[pacman-dev] backends

26 Oct 2006

      Split.

On 10/26/06, Roman Kyrylych <roman.kyrylych@gmail.com> wrote:
...
2006/10/26, Aaron Griffin <aaronmgriffin@gmail.com>:
...
On 10/26/06, Roman Kyrylych <roman.kyrylych@gmail.com> wrote:
...
[offtopic on]
BTW, about complex patches - I have a patch from Martin Devera that
adds support for gdbm database backend to pacman 2.9.8. I suggested
him to contact VMiklos for help in inclusion it in pacman, but I don't
know if he did that. If I adapt it for Pacman 3 API is there a chance
it will be included at least in CVS/DARCS?
[/offtopic off]
There's no chance that would get included in pacman 2.9.8 - it will die soon.
Converting it to pacman3 is entirely doable and it's already setup to
do so.  You should be able to copy be_files.c to be_gdbm.c and consume
the interface provided there.
FTR 'be_' means 'backend'.  I still need to add compile-time flags for
selecting a backend, but as we only provide _files at the moment,
there's no need.
I worked on a 'compressed' backend that required no changes, but read
directly from the downloaded db files... it caused problems on the
local db, however, so I never completed it (yet).
As for backend schemes, I think we need to discuss avenues of attack
here.  The files backend is painfully slow on ext filesystems (11
seconds to parse [community]).  There are many users touting a
database backend as a good idea (I highly disagree), and if we do
this, we NEED a generic layer to support any sane database format, not
just one specific thing.  Using a flat-file database is a better
option, but here people seem to think sqlite is a good idea (it's not)
- there are many flat-file schemes that can drastically outperform
sqlite.
There are many many other options, and I think it's worth at least
_supplying_ multiple backends, even if they're not used.  So gdbm is
cool.
Maybe we should start separate thread for this?
Personally, I think sqlite will be the best choice because of:
1) it's small
2) it's fast
3) it's embedable
Ok, sqlite is "fast and etc etc", right? So if I do [pacman -Ss foo],
what does sqlite do?  It opens the file (exactly as plaintext
searching would), initializes some structures and things like that
describing table data, then proceeds to sequentially search (FULL
TABLE SCAN) through all rows.  It is impossible, even in a good
database, to index substrings.  Yes, you can index entire strings,
that's easy.  The search operations check internal substrings, not
whole strings.
You could make this faster by converting each entry into a suffix tree
and storing that somewhere, but that gets irritating and gets into
that crappy Computer Science stuf everyone hates.

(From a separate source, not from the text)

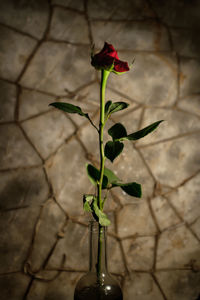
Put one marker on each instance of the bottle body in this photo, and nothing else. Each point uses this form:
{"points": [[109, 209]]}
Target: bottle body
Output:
{"points": [[97, 284]]}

Fact of the matter is, there's two main "slow" operations - searching,
and loading the whole DB (in the case of an -Su).  Loading the whole
database can easilly be sped up by using lazy  package evaluation -
that is, a simple readdir() or the db directory gives us package name,
version, and release - all we need for a upgrade check.  The
additional data can be read when/if required.  Substring searching
will never be uber fast, but we can maintain a minor indexed file with
all text that's searched... something like:

extra/package-name-1.0-1 : This is the description for the package
community/package-two-1.1.1-1 : This is the description for this thing
extra/another-99-1 : This is the description for some stuff

-Ss can check this file, and use the first entry before the colon to
construct the path to open (though that may not be needed as all the
information is right there).

Ok, I'm gonna stop myself before I rant too much.  There are cries of
"use a database" from many people.  Frankly, I don't think that these
people have evaluated all the options and are stuck in the "everyone
uses databases for their websites" mentality.

Take this for instance: The google engineers here in Chicago explained
to me something they use to store whatever the hell google stores
there: A custom filesystem tooled to their spec.

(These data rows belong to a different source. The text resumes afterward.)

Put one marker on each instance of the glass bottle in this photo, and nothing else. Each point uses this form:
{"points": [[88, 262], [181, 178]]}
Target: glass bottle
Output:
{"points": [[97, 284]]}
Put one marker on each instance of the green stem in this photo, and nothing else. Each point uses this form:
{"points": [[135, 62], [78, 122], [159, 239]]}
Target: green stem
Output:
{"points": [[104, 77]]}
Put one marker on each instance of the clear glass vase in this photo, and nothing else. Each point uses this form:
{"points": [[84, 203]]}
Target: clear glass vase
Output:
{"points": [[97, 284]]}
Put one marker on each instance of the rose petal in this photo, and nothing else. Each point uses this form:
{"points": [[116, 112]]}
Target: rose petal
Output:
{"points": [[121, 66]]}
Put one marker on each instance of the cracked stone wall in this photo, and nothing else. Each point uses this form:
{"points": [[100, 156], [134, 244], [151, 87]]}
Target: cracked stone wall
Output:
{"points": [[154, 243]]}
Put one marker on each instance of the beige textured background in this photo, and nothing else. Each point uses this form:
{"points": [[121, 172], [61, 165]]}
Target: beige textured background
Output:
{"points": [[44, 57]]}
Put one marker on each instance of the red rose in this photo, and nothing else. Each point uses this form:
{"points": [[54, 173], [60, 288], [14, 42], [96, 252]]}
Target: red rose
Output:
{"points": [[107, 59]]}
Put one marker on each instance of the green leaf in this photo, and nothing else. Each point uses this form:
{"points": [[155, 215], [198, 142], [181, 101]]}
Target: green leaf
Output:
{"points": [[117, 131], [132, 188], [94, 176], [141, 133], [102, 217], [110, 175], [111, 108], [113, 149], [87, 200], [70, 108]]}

They don't use mysql or oracle or sqlite any of that - the king of
searching uses the simplest of all options.
...
4) it offers full power of SQL99 (with ACID transactions!!!)
Nope. Not at all.  It doesn't even support SQL92 - a 14 year old standard.
http://www.sqlite.org/omitted.html
http://www.sqlite.org/cvstrac/wiki?p=UnsupportedSql
They have said publicly they do not plan on adding support.  Standards
compliance is HUGE in my book.